On Self-Tending
There was a time when care felt conditional. Attention arrived wrapped in judgment, and listening to my body felt like a liability instead of wisdom.
Over time, I learned to steadily move past my own needs. One small dismissal at a time to the point of forgetting I was worthy of care. This lasted until I became internally and physically exhausted by self-neglect. Through deep unlearning, something began to emerge. At first I thought it was self-love, then perhaps self-worth, or maybe even self-care. It was none of those. Instead what growing was the desire for self-tending.
Self-tending doesn’t ask me to feel differently about myself.
It does not require belief, confidence, or affirmation.
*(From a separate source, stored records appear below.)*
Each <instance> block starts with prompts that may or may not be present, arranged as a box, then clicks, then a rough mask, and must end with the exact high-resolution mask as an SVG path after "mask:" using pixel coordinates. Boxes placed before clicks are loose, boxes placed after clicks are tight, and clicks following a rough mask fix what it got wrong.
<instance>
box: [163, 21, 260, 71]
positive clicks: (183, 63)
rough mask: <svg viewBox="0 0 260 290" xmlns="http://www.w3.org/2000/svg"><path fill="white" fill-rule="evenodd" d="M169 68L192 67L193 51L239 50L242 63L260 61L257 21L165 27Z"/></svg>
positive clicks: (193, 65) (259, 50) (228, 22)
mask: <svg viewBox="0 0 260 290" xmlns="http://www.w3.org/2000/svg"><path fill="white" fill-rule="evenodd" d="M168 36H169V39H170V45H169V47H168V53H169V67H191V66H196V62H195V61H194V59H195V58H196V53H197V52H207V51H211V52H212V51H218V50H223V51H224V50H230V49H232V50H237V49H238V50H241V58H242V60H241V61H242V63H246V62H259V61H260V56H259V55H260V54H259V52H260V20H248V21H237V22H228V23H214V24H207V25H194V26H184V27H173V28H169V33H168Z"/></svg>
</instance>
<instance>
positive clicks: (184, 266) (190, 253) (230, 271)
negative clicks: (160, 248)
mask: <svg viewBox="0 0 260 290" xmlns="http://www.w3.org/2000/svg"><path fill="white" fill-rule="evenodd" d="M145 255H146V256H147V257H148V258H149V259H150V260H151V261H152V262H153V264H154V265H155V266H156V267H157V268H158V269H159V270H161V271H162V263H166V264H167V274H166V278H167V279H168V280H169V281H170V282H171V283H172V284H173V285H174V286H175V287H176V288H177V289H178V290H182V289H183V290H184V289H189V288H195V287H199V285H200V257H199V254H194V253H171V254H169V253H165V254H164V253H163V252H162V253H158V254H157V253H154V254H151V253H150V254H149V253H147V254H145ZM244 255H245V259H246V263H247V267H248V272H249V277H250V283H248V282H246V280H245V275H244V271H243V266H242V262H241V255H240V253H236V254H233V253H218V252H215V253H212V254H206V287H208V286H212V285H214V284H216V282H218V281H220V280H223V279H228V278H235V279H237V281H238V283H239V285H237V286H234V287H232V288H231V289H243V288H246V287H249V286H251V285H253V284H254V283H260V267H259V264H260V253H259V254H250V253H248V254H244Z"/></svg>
It asks only that I notice.
Dry hands.
Tired feet.
A face that wants gentleness.
Hair that needs patience.
A nervous system that softens when slow weekends are kept sacred. When I tend myself, I am not proving anything. I am responding to my body’s needs.
I learned that the body learns quickly when it is no longer argued with. The inside follows the outside, not because it must, but because it finally trusts the sequence.
Self-tending feels honest.
It feels doable.
It feels like something I can keep.
Like a garden, I am tending what is alive.
Reflection Question
Where in my life am I ready to respond gently instead of evaluate or criticize?